Per quanto riguarda invece gli effetti metabolici, l’impiego di efpeglenatide ha determinato, rispetto al placebo, una riduzione dei livelli di emoglobina glicata dell’1.24%, del body mass index di 0.9, del peso corporeo di 2.6 kg, della pressione arteriosa sistolica e diastolica rispettivamente di 1.5 e 0.6 mmHg e del colesterolo LDL di 2.7 mg/dl. Tuttavia la percentuale di pazienti che ha lamentato effetti collaterali avversi severi a livello del tratto gastro-intestinale è stata significativamente più alta nel gruppo efpeglenatide rispetto al placebo (P= 0.009), cosi come gli effetti collaterali più lievi (costipazione, diarrea, nausea e gonfiore) [1].

Gli autori del trial hanno quindi concluso che una somministrazione sottocutanea settimanale di 4 o 6 mg di efpeglenatide si associa ad una riduzione del 27% del rischio di MACE e del 32% del rischio dell’endpoint renale composito in una popolazione complessa come quella dei pazienti diabetici con storia di malattia cardiovascolare o renale. Il dato da sottolineare è che il beneficio osservato sull’outcome è indipendente dall’impiego di altri farmaci ipoglicemizzanti che hanno dimostrato un simile comportamento come gli SGLT2 che nello studio erano assunti da circa il 15% dei soggetti.

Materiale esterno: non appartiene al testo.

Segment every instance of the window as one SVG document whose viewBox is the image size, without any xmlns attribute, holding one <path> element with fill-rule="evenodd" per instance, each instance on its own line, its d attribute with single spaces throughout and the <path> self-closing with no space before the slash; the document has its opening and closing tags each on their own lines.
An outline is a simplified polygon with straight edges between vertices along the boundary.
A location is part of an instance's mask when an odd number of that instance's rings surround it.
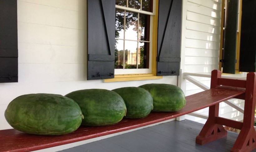
<svg viewBox="0 0 256 152">
<path fill-rule="evenodd" d="M 117 78 L 119 70 L 135 77 L 178 75 L 182 4 L 180 0 L 87 0 L 87 79 Z"/>
<path fill-rule="evenodd" d="M 147 69 L 133 71 L 150 72 L 150 25 L 154 14 L 153 1 L 116 0 L 115 69 Z M 131 71 L 126 72 L 130 74 Z M 123 71 L 116 70 L 115 73 L 123 74 Z"/>
</svg>

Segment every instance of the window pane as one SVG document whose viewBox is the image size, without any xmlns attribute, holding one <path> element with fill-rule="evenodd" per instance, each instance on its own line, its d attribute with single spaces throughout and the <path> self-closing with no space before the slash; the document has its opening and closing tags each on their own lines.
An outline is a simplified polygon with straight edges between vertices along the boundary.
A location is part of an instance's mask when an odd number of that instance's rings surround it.
<svg viewBox="0 0 256 152">
<path fill-rule="evenodd" d="M 125 38 L 137 40 L 138 13 L 126 11 L 126 30 Z"/>
<path fill-rule="evenodd" d="M 137 69 L 137 42 L 125 41 L 125 69 Z"/>
<path fill-rule="evenodd" d="M 140 14 L 139 40 L 149 41 L 150 35 L 150 16 Z"/>
<path fill-rule="evenodd" d="M 153 0 L 142 0 L 142 11 L 153 12 Z"/>
<path fill-rule="evenodd" d="M 128 0 L 128 7 L 140 9 L 140 0 Z"/>
<path fill-rule="evenodd" d="M 123 69 L 124 40 L 116 40 L 115 43 L 115 68 Z"/>
<path fill-rule="evenodd" d="M 116 5 L 126 7 L 126 0 L 116 0 Z"/>
<path fill-rule="evenodd" d="M 139 42 L 138 51 L 138 69 L 149 68 L 149 43 Z"/>
<path fill-rule="evenodd" d="M 116 10 L 116 38 L 124 38 L 125 20 L 124 11 Z"/>
</svg>

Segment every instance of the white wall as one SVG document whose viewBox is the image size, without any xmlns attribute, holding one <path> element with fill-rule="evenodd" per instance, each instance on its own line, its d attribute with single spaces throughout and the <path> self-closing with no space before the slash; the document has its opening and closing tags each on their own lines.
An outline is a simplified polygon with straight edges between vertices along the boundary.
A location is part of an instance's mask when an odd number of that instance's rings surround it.
<svg viewBox="0 0 256 152">
<path fill-rule="evenodd" d="M 17 83 L 0 83 L 0 130 L 11 128 L 4 111 L 9 103 L 25 94 L 63 95 L 76 90 L 112 90 L 149 83 L 177 85 L 177 77 L 104 83 L 86 80 L 86 0 L 17 1 Z"/>
<path fill-rule="evenodd" d="M 185 72 L 209 73 L 219 69 L 220 36 L 221 0 L 183 0 L 183 41 Z M 210 78 L 192 77 L 209 87 Z M 186 95 L 204 91 L 187 81 Z M 232 102 L 243 107 L 244 101 L 233 99 Z M 196 112 L 208 115 L 208 108 Z M 219 116 L 240 121 L 243 114 L 224 102 L 220 104 Z M 205 119 L 186 115 L 186 119 L 204 123 Z"/>
</svg>

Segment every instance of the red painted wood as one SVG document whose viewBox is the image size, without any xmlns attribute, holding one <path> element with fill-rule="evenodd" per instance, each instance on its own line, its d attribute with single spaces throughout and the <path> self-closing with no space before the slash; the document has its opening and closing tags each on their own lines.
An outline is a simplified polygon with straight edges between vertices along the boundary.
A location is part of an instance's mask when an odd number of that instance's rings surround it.
<svg viewBox="0 0 256 152">
<path fill-rule="evenodd" d="M 118 124 L 100 127 L 81 126 L 67 135 L 48 136 L 29 135 L 14 129 L 0 131 L 0 151 L 29 151 L 71 143 L 145 126 L 174 118 L 244 93 L 240 88 L 222 86 L 186 97 L 186 104 L 173 113 L 151 113 L 146 118 L 124 119 Z"/>
<path fill-rule="evenodd" d="M 217 117 L 216 123 L 241 130 L 243 127 L 243 122 L 233 120 L 224 118 Z"/>
<path fill-rule="evenodd" d="M 245 88 L 246 80 L 236 80 L 225 78 L 218 79 L 218 84 L 220 85 Z"/>
</svg>

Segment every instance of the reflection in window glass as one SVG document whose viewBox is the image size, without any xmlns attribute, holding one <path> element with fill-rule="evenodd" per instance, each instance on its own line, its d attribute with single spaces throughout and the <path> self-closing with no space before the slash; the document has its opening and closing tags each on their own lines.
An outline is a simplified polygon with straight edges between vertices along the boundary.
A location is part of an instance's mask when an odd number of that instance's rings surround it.
<svg viewBox="0 0 256 152">
<path fill-rule="evenodd" d="M 126 7 L 126 0 L 116 0 L 116 5 Z"/>
<path fill-rule="evenodd" d="M 137 69 L 137 42 L 125 41 L 126 59 L 125 69 Z"/>
<path fill-rule="evenodd" d="M 116 38 L 124 38 L 124 34 L 125 11 L 116 10 Z"/>
<path fill-rule="evenodd" d="M 153 0 L 141 0 L 142 1 L 142 10 L 147 11 L 153 12 Z"/>
<path fill-rule="evenodd" d="M 140 0 L 128 0 L 128 7 L 140 10 Z"/>
<path fill-rule="evenodd" d="M 149 41 L 150 35 L 150 16 L 140 14 L 139 40 Z"/>
<path fill-rule="evenodd" d="M 139 42 L 138 50 L 138 69 L 149 68 L 149 43 Z"/>
<path fill-rule="evenodd" d="M 137 40 L 138 13 L 126 11 L 126 30 L 125 38 Z"/>
<path fill-rule="evenodd" d="M 115 41 L 115 68 L 123 69 L 124 68 L 124 40 Z M 127 60 L 127 58 L 126 59 Z"/>
</svg>

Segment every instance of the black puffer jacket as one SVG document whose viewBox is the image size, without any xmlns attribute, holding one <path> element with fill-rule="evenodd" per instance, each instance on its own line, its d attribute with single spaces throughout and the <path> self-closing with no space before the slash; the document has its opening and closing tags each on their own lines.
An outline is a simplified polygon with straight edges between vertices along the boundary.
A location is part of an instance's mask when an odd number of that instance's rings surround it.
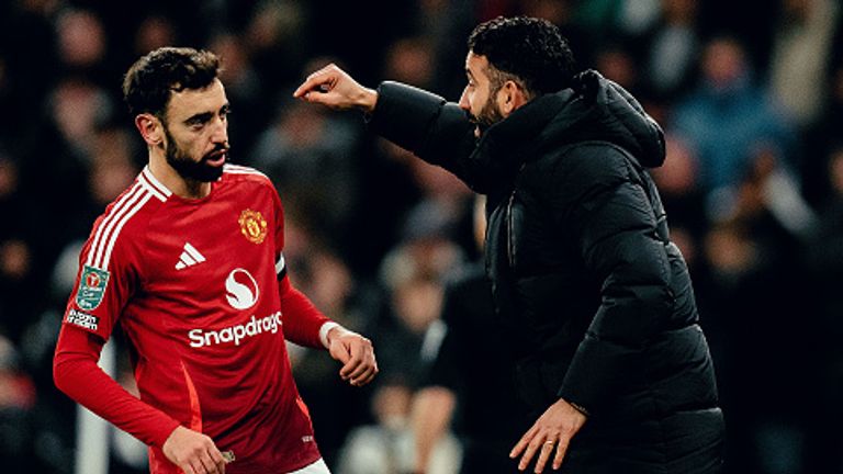
<svg viewBox="0 0 843 474">
<path fill-rule="evenodd" d="M 663 162 L 663 134 L 636 100 L 586 71 L 477 143 L 456 104 L 384 82 L 370 124 L 487 194 L 486 267 L 519 392 L 535 416 L 560 396 L 591 414 L 566 469 L 717 472 L 711 358 L 644 170 Z"/>
</svg>

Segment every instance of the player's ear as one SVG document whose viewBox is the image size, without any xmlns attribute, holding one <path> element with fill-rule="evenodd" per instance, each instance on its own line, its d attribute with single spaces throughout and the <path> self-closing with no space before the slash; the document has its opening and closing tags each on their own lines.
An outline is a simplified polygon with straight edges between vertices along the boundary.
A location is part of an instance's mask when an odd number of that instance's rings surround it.
<svg viewBox="0 0 843 474">
<path fill-rule="evenodd" d="M 142 113 L 135 117 L 135 126 L 149 146 L 160 146 L 164 142 L 164 124 L 150 113 Z"/>
<path fill-rule="evenodd" d="M 507 80 L 498 90 L 497 100 L 501 113 L 504 116 L 508 116 L 516 109 L 527 103 L 527 95 L 517 82 Z"/>
</svg>

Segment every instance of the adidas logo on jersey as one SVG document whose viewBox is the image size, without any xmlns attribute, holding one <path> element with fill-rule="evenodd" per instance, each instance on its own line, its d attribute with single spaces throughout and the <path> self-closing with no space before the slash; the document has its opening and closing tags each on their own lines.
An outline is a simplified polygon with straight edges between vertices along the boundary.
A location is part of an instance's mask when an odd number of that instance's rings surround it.
<svg viewBox="0 0 843 474">
<path fill-rule="evenodd" d="M 192 267 L 196 263 L 205 261 L 205 257 L 196 250 L 190 242 L 184 242 L 184 251 L 179 257 L 179 262 L 176 263 L 176 270 L 182 270 L 188 267 Z"/>
</svg>

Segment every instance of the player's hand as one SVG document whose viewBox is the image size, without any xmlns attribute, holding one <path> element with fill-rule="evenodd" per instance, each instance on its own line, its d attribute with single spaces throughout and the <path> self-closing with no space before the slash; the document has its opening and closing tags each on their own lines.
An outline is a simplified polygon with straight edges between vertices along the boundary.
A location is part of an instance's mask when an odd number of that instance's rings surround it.
<svg viewBox="0 0 843 474">
<path fill-rule="evenodd" d="M 164 442 L 164 455 L 184 474 L 224 474 L 226 461 L 214 441 L 201 432 L 182 426 L 172 430 Z"/>
<path fill-rule="evenodd" d="M 532 456 L 538 453 L 535 472 L 540 473 L 544 471 L 552 455 L 553 470 L 558 470 L 562 466 L 571 438 L 580 431 L 585 420 L 585 415 L 560 398 L 539 417 L 532 428 L 527 430 L 513 448 L 509 458 L 515 459 L 520 455 L 518 471 L 524 471 L 532 461 Z"/>
<path fill-rule="evenodd" d="M 378 102 L 378 92 L 360 86 L 335 64 L 307 76 L 293 97 L 331 109 L 360 109 L 363 112 L 372 112 Z"/>
<path fill-rule="evenodd" d="M 341 326 L 328 331 L 330 357 L 342 362 L 339 376 L 355 386 L 368 384 L 378 374 L 372 341 Z"/>
</svg>

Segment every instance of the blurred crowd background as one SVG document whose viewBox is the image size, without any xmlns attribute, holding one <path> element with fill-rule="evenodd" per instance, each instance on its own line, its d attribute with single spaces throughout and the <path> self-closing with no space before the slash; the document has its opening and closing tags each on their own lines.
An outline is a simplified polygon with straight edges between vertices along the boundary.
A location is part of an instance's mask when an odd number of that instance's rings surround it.
<svg viewBox="0 0 843 474">
<path fill-rule="evenodd" d="M 558 24 L 581 67 L 665 128 L 653 176 L 715 357 L 727 472 L 843 472 L 836 0 L 0 2 L 0 471 L 74 472 L 77 410 L 50 362 L 80 245 L 146 161 L 122 74 L 155 47 L 190 45 L 223 58 L 232 159 L 277 185 L 294 283 L 378 351 L 382 373 L 359 390 L 325 353 L 291 347 L 325 459 L 337 474 L 409 472 L 414 394 L 446 330 L 442 282 L 480 258 L 474 198 L 360 114 L 291 93 L 335 61 L 367 86 L 458 100 L 465 38 L 498 14 Z M 453 472 L 459 416 L 451 435 L 431 472 Z M 145 472 L 132 438 L 109 443 L 110 473 Z"/>
</svg>

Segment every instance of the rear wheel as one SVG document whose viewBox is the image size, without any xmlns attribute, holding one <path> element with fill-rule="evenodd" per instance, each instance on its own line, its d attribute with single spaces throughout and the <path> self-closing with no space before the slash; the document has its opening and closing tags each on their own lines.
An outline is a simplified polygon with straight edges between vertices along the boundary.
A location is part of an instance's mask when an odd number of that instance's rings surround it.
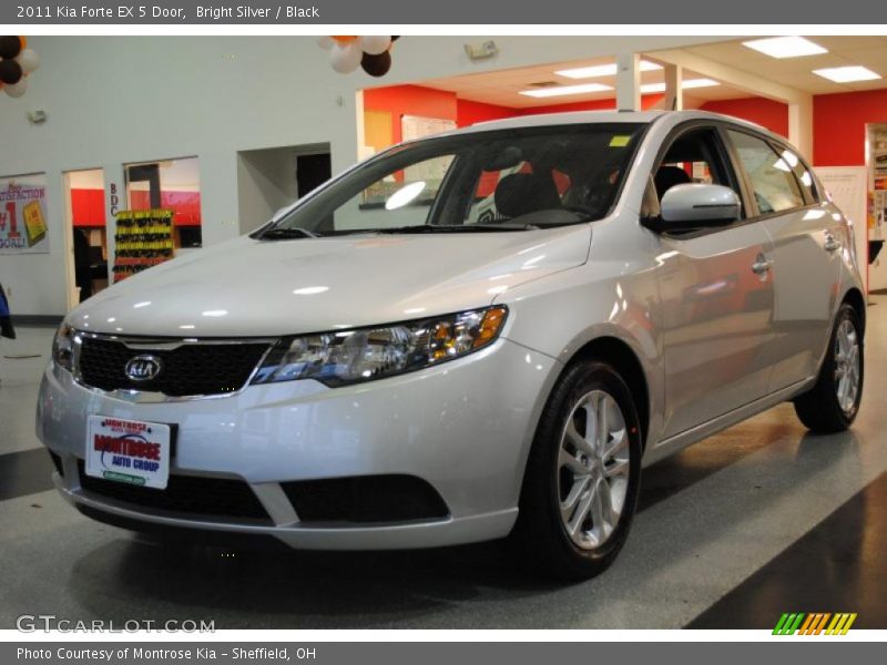
<svg viewBox="0 0 887 665">
<path fill-rule="evenodd" d="M 814 432 L 846 430 L 863 397 L 863 327 L 856 310 L 842 305 L 814 387 L 795 399 L 795 412 Z"/>
<path fill-rule="evenodd" d="M 641 452 L 634 400 L 616 370 L 599 361 L 569 367 L 528 460 L 512 534 L 523 562 L 562 580 L 603 572 L 629 534 Z"/>
</svg>

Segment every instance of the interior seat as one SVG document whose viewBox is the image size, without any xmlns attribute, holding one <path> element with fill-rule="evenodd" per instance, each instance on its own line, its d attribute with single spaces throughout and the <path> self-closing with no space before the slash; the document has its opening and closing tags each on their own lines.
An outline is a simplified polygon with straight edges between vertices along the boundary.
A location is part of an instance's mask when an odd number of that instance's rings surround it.
<svg viewBox="0 0 887 665">
<path fill-rule="evenodd" d="M 550 175 L 512 173 L 496 185 L 497 212 L 513 219 L 521 215 L 561 207 L 558 187 Z"/>
<path fill-rule="evenodd" d="M 662 196 L 665 192 L 675 185 L 692 183 L 693 178 L 680 166 L 660 166 L 653 182 L 656 185 L 656 195 L 659 200 L 662 201 Z"/>
</svg>

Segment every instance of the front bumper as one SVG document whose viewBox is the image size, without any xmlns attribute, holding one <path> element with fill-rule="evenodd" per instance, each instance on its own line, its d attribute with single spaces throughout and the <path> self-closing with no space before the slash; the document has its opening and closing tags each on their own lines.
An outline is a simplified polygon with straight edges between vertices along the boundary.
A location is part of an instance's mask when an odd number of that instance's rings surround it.
<svg viewBox="0 0 887 665">
<path fill-rule="evenodd" d="M 273 535 L 299 549 L 426 548 L 508 534 L 554 359 L 507 339 L 440 367 L 329 389 L 312 380 L 252 386 L 238 395 L 133 403 L 47 369 L 41 441 L 59 456 L 54 481 L 71 503 L 152 526 Z M 133 505 L 85 490 L 86 420 L 100 413 L 177 424 L 171 474 L 247 483 L 267 523 Z M 281 483 L 404 474 L 439 493 L 443 518 L 390 523 L 300 520 Z M 146 490 L 163 491 L 163 490 Z"/>
</svg>

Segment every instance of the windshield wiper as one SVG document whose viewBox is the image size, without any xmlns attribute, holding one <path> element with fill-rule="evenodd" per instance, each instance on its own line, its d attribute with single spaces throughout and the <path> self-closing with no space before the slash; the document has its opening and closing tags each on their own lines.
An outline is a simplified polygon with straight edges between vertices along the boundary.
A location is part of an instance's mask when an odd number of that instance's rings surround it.
<svg viewBox="0 0 887 665">
<path fill-rule="evenodd" d="M 290 241 L 293 238 L 316 238 L 318 234 L 307 228 L 276 227 L 269 228 L 258 236 L 259 241 Z"/>
<path fill-rule="evenodd" d="M 417 224 L 414 226 L 395 226 L 391 228 L 367 228 L 360 233 L 483 233 L 497 231 L 536 231 L 538 228 L 538 226 L 532 224 L 522 224 L 520 226 L 507 226 L 504 224 Z"/>
</svg>

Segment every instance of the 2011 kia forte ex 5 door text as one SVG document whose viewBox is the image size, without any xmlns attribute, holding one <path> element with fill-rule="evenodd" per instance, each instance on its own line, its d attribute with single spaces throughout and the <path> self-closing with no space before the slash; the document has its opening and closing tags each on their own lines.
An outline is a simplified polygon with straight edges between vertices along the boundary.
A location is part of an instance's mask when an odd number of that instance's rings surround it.
<svg viewBox="0 0 887 665">
<path fill-rule="evenodd" d="M 77 308 L 38 436 L 98 520 L 328 550 L 509 536 L 587 577 L 645 466 L 786 400 L 850 426 L 852 232 L 783 139 L 707 113 L 404 143 Z"/>
</svg>

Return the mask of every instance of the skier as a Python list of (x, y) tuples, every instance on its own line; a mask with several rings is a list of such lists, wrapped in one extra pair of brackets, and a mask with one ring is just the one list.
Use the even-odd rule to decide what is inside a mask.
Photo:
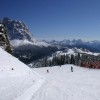
[(49, 70), (47, 69), (47, 73), (49, 73)]
[(71, 66), (71, 72), (73, 72), (73, 67)]

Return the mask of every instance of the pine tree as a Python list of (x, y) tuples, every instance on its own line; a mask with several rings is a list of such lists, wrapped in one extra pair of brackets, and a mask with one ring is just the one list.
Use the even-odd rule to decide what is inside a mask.
[(4, 49), (12, 54), (12, 49), (11, 49), (11, 45), (10, 45), (10, 42), (9, 42), (9, 39), (8, 39), (8, 35), (7, 35), (7, 28), (5, 25), (3, 25), (1, 23), (1, 26), (0, 26), (0, 32), (3, 33), (3, 35), (0, 37), (0, 38), (3, 38), (3, 41), (0, 41), (0, 43), (4, 43)]

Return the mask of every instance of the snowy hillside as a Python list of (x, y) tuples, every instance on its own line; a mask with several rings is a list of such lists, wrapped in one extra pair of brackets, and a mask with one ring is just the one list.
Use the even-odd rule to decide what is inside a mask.
[(0, 100), (100, 100), (99, 70), (74, 65), (30, 69), (1, 48), (0, 58)]
[(100, 55), (100, 53), (94, 53), (94, 52), (90, 52), (87, 49), (78, 49), (78, 48), (72, 48), (69, 49), (67, 48), (65, 51), (57, 51), (58, 55), (66, 55), (66, 54), (73, 54), (75, 55), (75, 53), (80, 53), (80, 54), (89, 54), (89, 55), (94, 55), (94, 56), (98, 56)]
[(43, 81), (42, 76), (0, 48), (0, 100), (30, 100)]
[(46, 77), (46, 82), (31, 100), (100, 100), (100, 70), (74, 65), (35, 70)]

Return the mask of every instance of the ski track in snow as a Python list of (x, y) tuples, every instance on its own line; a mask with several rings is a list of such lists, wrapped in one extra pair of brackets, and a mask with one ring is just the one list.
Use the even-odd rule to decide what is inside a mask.
[(35, 69), (47, 80), (31, 100), (100, 100), (99, 70), (70, 66)]

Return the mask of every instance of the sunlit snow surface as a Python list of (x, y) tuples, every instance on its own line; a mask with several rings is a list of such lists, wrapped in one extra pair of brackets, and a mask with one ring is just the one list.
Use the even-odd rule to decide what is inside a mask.
[(100, 100), (100, 70), (71, 66), (36, 68), (46, 82), (31, 100)]
[(100, 100), (100, 70), (74, 65), (30, 69), (0, 49), (0, 100)]
[(43, 81), (42, 76), (0, 48), (0, 100), (30, 100)]

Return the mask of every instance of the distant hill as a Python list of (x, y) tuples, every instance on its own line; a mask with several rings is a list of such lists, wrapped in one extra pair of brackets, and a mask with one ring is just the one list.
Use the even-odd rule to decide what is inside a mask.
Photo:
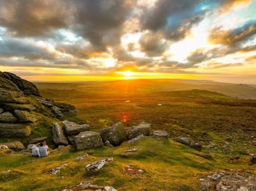
[[(217, 92), (240, 99), (256, 100), (256, 86), (218, 83), (212, 81), (188, 79), (132, 79), (77, 83), (37, 83), (39, 89), (66, 90), (83, 93), (136, 95), (154, 92), (192, 90)], [(99, 91), (100, 90), (100, 91)]]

Diversi possibili meccanismi sono stati chiamati in causa per spiegare l’effetto protettivo dell’efpeglenatide sul cuore e sul rene, innanzitutto è stato riportato come tale farmaco migliori il controllo di molti dei fattori di rischio con una riduzione dell’emoglobina glicata, della pressione arteriosa e del colesterolo LDL. Tali effetti, tipici degli agonisti del recettore GLP-1, sono stati confermati anche da altri recenti evidenze [5]. Ulteriori meccanismi ipotizzano un’azione protettiva sul microcircolo e sulla funzione endoteliale, oltre che un’attività antinfiammatoria, antifibrotica ed antiaterosclerotica.

Lo studio presenta alcune limitazioni, come ad esempio il periodo di follow-up molto breve (inferiore ai due anni) ed il fatto che il farmaco sia stato testato in una popolazione ad alto rischio di eventi, pertanto siamo in attesa che tali risultati siano confermati in un tempo di osservazione più prolungato ed in soggetti con un profilo di rischio inferiore.

Bibliografia:

  1. Gerstein HC, Sattar N, Rosenstock J, et al ; AMPLITUDE-O Trial Investigators. Cardiovascular and Renal Outcomes with Efpeglenatide in Type 2 Diabetes. N Engl J Med. 2021 Jun 28. doi: 10.1056/NEJMoa2108269. 
  2. Yoon K-H, Kang J, Kwon SC, et al. Pharmacokinetic and dose-finding studies on efpeglenatide in patients with type 2 diabetes. Diabetes Obes Metab 2020; 22: 1292-301.
  3. Rosenstock J, Sorli CH, Trautmann ME, et al. Once-weekly efpeglenatide doserange effects on glycemic control and body weight in patients with type 2 diabetes on metformin or drug naive, referenced to liraglutide. Diabetes Care 2019; 42: 1733-41.
  4. Gerstein HC, Branch K, Heenan L, et al. Design and baseline characteristics of the AMPLITUDE-O cardiovascular outcomes trial of efpeglenatide, a weekly glucagonlike peptide-1 receptor agonist. Diabetes Obes Metab 2021; 23: 318-23.
  5. Buse JB, Bain SC, Mann JFE, et al. Cardiovascular risk reduction with liraglutide: an exploratory mediation analysis of the LEADER trial. Diabetes Care 2020; 43: 1546-52.